Wolfgang Rombey, früher Stadtdirektor und Sportdezernent, "bringt alle Voraussetzungen mit, um das Profil des Stadtsportbundes zu stärken", befand Hans-Wilhelm Reiners. Er geht von einer "guten Zusammenarbeit" mit dem neu aufgestellten Stadtsportbund aus. "Wir haben eine gute Mannschaft zusammen", versicherte Beate Fränken, ebenfalls Ehrenpräsidentin des SSB. Wolfgang Rombey fasste es so zusammen: Axel Tillmanns sei als neuer Geschäftsführer "der Spielführer", er selbst als Präsident "der Trainer", der neue Vize-Präsident Christoph Wellens "der Co-Trainer". Die erneuerte Satzung ist die Basis für die künftige Arbeit.
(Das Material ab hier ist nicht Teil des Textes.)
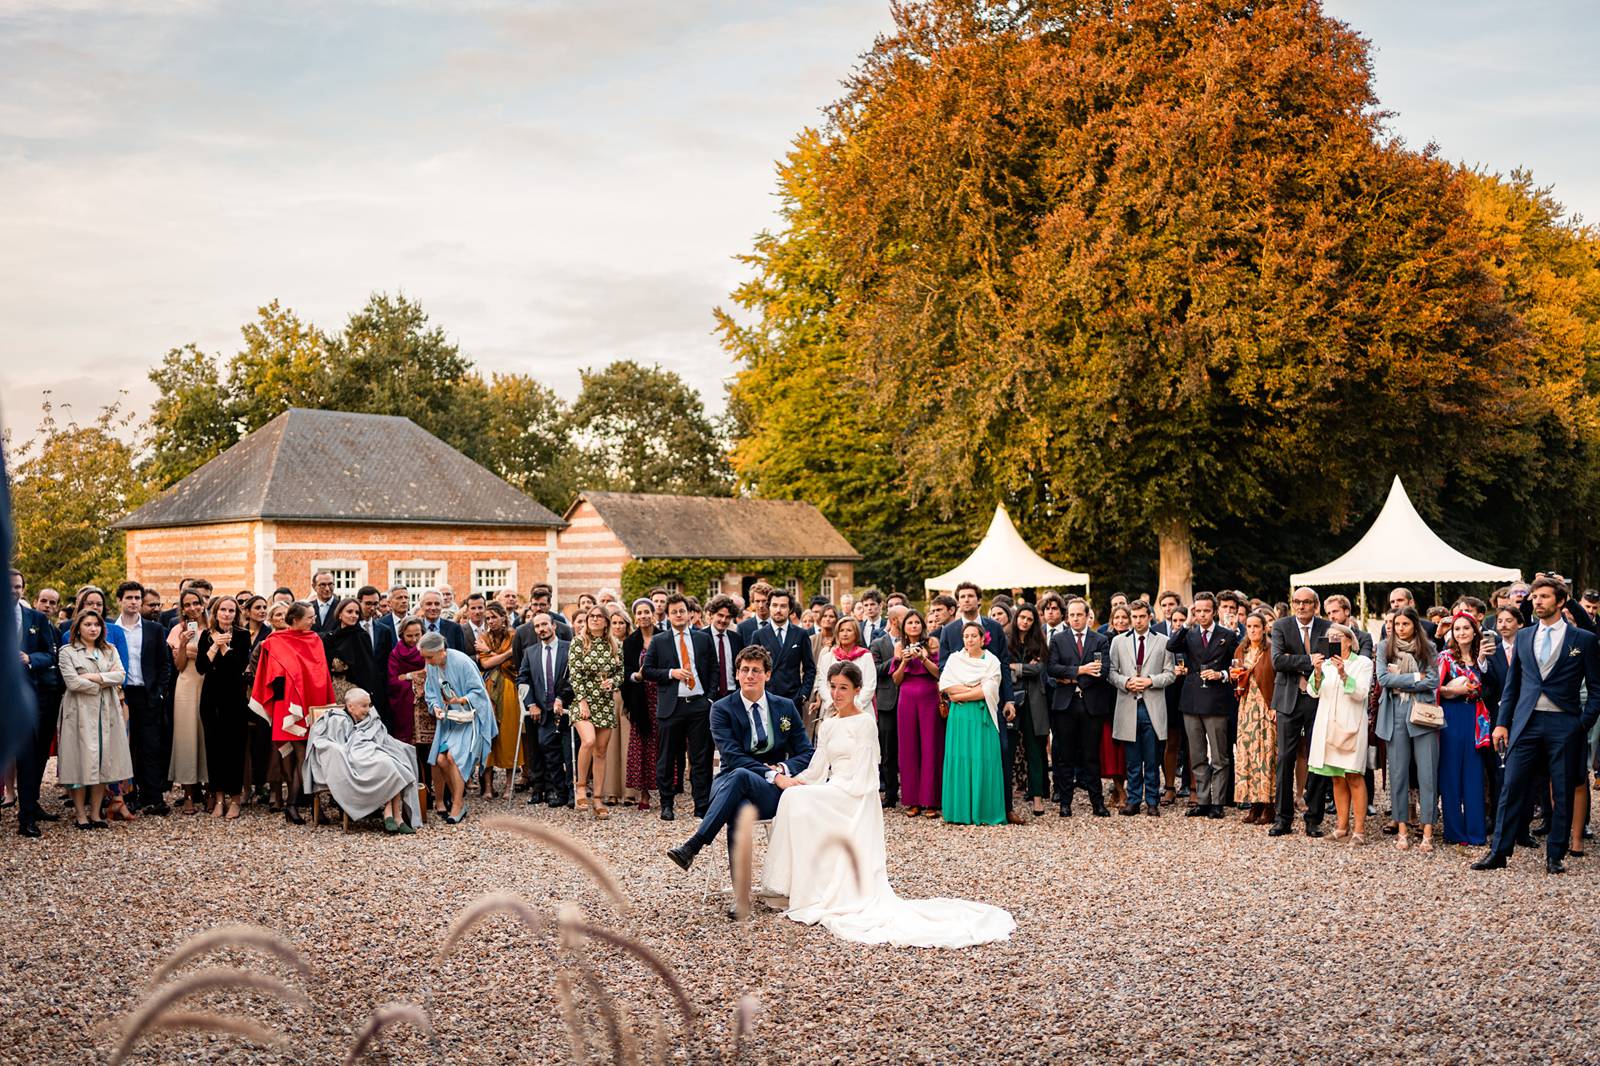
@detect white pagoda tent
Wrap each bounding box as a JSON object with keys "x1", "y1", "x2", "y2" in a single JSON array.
[
  {"x1": 1291, "y1": 476, "x2": 1521, "y2": 591},
  {"x1": 924, "y1": 505, "x2": 1090, "y2": 592}
]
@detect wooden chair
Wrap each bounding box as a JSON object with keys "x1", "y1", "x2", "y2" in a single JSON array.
[{"x1": 305, "y1": 705, "x2": 349, "y2": 832}]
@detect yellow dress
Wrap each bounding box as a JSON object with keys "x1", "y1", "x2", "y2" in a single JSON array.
[{"x1": 481, "y1": 631, "x2": 523, "y2": 771}]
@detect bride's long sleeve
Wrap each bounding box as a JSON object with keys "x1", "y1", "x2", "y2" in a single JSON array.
[{"x1": 795, "y1": 723, "x2": 833, "y2": 785}]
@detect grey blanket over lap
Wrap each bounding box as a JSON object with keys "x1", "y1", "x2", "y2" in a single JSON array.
[{"x1": 303, "y1": 707, "x2": 422, "y2": 826}]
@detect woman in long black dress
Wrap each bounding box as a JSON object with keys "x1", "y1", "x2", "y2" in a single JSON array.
[
  {"x1": 196, "y1": 596, "x2": 252, "y2": 819},
  {"x1": 324, "y1": 598, "x2": 384, "y2": 708}
]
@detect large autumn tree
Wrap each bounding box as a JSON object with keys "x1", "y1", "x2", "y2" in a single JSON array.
[{"x1": 729, "y1": 0, "x2": 1591, "y2": 596}]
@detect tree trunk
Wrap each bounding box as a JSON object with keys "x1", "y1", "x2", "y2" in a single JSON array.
[{"x1": 1157, "y1": 516, "x2": 1194, "y2": 604}]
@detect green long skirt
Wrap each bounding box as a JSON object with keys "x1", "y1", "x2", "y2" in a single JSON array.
[{"x1": 941, "y1": 700, "x2": 1005, "y2": 825}]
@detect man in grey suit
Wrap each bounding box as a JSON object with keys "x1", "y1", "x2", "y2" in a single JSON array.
[
  {"x1": 1268, "y1": 587, "x2": 1332, "y2": 837},
  {"x1": 1109, "y1": 600, "x2": 1177, "y2": 816},
  {"x1": 868, "y1": 604, "x2": 907, "y2": 808}
]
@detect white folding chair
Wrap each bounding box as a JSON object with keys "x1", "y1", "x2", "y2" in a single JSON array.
[{"x1": 700, "y1": 818, "x2": 774, "y2": 901}]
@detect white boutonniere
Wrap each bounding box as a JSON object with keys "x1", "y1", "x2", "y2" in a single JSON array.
[
  {"x1": 778, "y1": 717, "x2": 791, "y2": 733},
  {"x1": 1568, "y1": 647, "x2": 1580, "y2": 658}
]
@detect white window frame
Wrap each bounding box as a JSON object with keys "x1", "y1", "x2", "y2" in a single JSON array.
[
  {"x1": 784, "y1": 577, "x2": 800, "y2": 600},
  {"x1": 819, "y1": 576, "x2": 836, "y2": 604},
  {"x1": 706, "y1": 577, "x2": 723, "y2": 602},
  {"x1": 389, "y1": 559, "x2": 446, "y2": 597},
  {"x1": 311, "y1": 559, "x2": 367, "y2": 597},
  {"x1": 471, "y1": 559, "x2": 518, "y2": 596},
  {"x1": 663, "y1": 580, "x2": 680, "y2": 595}
]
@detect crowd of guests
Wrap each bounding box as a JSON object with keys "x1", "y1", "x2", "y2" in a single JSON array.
[{"x1": 9, "y1": 569, "x2": 1598, "y2": 872}]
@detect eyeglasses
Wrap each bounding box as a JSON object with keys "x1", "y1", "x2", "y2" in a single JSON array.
[{"x1": 1291, "y1": 598, "x2": 1316, "y2": 606}]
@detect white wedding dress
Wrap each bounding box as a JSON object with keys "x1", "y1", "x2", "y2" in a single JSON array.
[{"x1": 760, "y1": 712, "x2": 1015, "y2": 948}]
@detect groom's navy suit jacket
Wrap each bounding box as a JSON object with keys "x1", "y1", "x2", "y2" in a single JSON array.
[{"x1": 710, "y1": 690, "x2": 813, "y2": 779}]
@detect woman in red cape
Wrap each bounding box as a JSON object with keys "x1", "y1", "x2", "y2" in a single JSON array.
[{"x1": 249, "y1": 603, "x2": 333, "y2": 824}]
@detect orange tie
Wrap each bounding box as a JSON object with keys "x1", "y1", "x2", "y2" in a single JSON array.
[{"x1": 678, "y1": 629, "x2": 696, "y2": 691}]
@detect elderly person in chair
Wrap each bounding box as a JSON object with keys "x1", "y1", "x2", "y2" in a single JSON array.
[{"x1": 302, "y1": 688, "x2": 421, "y2": 834}]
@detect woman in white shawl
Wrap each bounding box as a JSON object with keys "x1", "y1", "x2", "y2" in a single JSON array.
[
  {"x1": 760, "y1": 661, "x2": 1015, "y2": 948},
  {"x1": 303, "y1": 688, "x2": 421, "y2": 834},
  {"x1": 937, "y1": 621, "x2": 1005, "y2": 825},
  {"x1": 1308, "y1": 622, "x2": 1374, "y2": 845}
]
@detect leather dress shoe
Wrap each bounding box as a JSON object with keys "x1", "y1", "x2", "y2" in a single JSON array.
[
  {"x1": 1531, "y1": 820, "x2": 1550, "y2": 837},
  {"x1": 1185, "y1": 804, "x2": 1209, "y2": 818},
  {"x1": 1303, "y1": 824, "x2": 1325, "y2": 839},
  {"x1": 17, "y1": 821, "x2": 41, "y2": 838},
  {"x1": 1267, "y1": 823, "x2": 1292, "y2": 837},
  {"x1": 1516, "y1": 833, "x2": 1538, "y2": 849},
  {"x1": 1006, "y1": 810, "x2": 1027, "y2": 825},
  {"x1": 1546, "y1": 857, "x2": 1566, "y2": 875},
  {"x1": 1091, "y1": 804, "x2": 1110, "y2": 817},
  {"x1": 1120, "y1": 805, "x2": 1141, "y2": 816},
  {"x1": 34, "y1": 809, "x2": 60, "y2": 822},
  {"x1": 666, "y1": 844, "x2": 695, "y2": 871},
  {"x1": 1206, "y1": 806, "x2": 1225, "y2": 820},
  {"x1": 660, "y1": 805, "x2": 676, "y2": 821},
  {"x1": 1058, "y1": 803, "x2": 1072, "y2": 817},
  {"x1": 1145, "y1": 805, "x2": 1160, "y2": 817},
  {"x1": 526, "y1": 794, "x2": 542, "y2": 805},
  {"x1": 1470, "y1": 854, "x2": 1508, "y2": 871}
]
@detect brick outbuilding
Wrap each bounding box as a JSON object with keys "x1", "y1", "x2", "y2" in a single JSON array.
[{"x1": 113, "y1": 408, "x2": 565, "y2": 600}]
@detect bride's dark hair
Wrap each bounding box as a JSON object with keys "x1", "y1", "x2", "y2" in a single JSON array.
[{"x1": 827, "y1": 661, "x2": 863, "y2": 689}]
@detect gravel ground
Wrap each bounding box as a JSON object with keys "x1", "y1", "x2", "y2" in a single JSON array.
[{"x1": 3, "y1": 780, "x2": 1597, "y2": 1065}]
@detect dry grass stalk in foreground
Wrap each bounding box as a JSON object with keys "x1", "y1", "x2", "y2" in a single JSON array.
[
  {"x1": 484, "y1": 815, "x2": 631, "y2": 911},
  {"x1": 107, "y1": 965, "x2": 309, "y2": 1065},
  {"x1": 731, "y1": 804, "x2": 758, "y2": 920},
  {"x1": 143, "y1": 923, "x2": 311, "y2": 991},
  {"x1": 343, "y1": 1002, "x2": 434, "y2": 1066}
]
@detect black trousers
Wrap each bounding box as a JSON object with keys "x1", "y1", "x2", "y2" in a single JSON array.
[
  {"x1": 998, "y1": 720, "x2": 1017, "y2": 812},
  {"x1": 201, "y1": 702, "x2": 247, "y2": 796},
  {"x1": 125, "y1": 685, "x2": 168, "y2": 808},
  {"x1": 656, "y1": 699, "x2": 713, "y2": 813},
  {"x1": 246, "y1": 714, "x2": 273, "y2": 793},
  {"x1": 877, "y1": 703, "x2": 899, "y2": 804},
  {"x1": 1491, "y1": 712, "x2": 1582, "y2": 861},
  {"x1": 532, "y1": 711, "x2": 573, "y2": 802},
  {"x1": 17, "y1": 685, "x2": 62, "y2": 822},
  {"x1": 1275, "y1": 691, "x2": 1328, "y2": 828},
  {"x1": 1049, "y1": 702, "x2": 1103, "y2": 804}
]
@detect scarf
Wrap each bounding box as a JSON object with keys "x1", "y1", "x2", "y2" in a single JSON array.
[
  {"x1": 938, "y1": 649, "x2": 1001, "y2": 730},
  {"x1": 387, "y1": 641, "x2": 425, "y2": 743},
  {"x1": 1436, "y1": 650, "x2": 1492, "y2": 749},
  {"x1": 249, "y1": 628, "x2": 334, "y2": 743}
]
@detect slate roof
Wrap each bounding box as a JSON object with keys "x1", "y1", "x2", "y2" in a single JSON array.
[
  {"x1": 115, "y1": 408, "x2": 565, "y2": 530},
  {"x1": 572, "y1": 491, "x2": 860, "y2": 561}
]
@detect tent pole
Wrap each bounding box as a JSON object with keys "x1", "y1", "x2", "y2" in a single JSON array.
[{"x1": 1359, "y1": 582, "x2": 1366, "y2": 626}]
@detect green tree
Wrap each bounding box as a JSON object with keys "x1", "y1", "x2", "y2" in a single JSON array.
[
  {"x1": 471, "y1": 371, "x2": 590, "y2": 513},
  {"x1": 227, "y1": 299, "x2": 334, "y2": 429},
  {"x1": 566, "y1": 360, "x2": 733, "y2": 496},
  {"x1": 10, "y1": 397, "x2": 149, "y2": 595},
  {"x1": 718, "y1": 131, "x2": 983, "y2": 591},
  {"x1": 144, "y1": 344, "x2": 239, "y2": 486},
  {"x1": 734, "y1": 0, "x2": 1564, "y2": 598}
]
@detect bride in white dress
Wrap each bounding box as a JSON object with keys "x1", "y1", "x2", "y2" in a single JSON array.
[{"x1": 760, "y1": 660, "x2": 1015, "y2": 948}]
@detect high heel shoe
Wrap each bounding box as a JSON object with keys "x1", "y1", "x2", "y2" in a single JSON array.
[
  {"x1": 590, "y1": 798, "x2": 610, "y2": 820},
  {"x1": 284, "y1": 806, "x2": 305, "y2": 826}
]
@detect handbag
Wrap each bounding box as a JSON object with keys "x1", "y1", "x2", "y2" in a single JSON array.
[{"x1": 1408, "y1": 698, "x2": 1444, "y2": 730}]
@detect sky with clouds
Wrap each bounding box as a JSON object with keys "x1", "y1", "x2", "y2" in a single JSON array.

Die taktische Ausrichtung des Stadtsportbundes ist offensiv: "Es gibt viel zu tun", sagte Rombey.

Das neue Sportentwicklungskonzept ist der Leitfaden für die Arbeit und sorgt für Transparenz nach außen. "So weiß jeder, was der SSB tut", sagte Rombey. Zunächst gilt es, Anja Schmale und Björn Eckert zu ersetzen, die Lehrerstellen bekommen haben. Das Bewerbungsverfahren läuft bis Ende März. Der SSB will unter anderem die Klubs stützen und unterstützen, aktuelle Themen aufgreifen, das Ehrenamt stärken. Kurz: Der SSB will als Interessenvertreter der Klubs präsent sein und weiter für den Sport kämpfen. Ganz im Sinne von Bert Gerkens.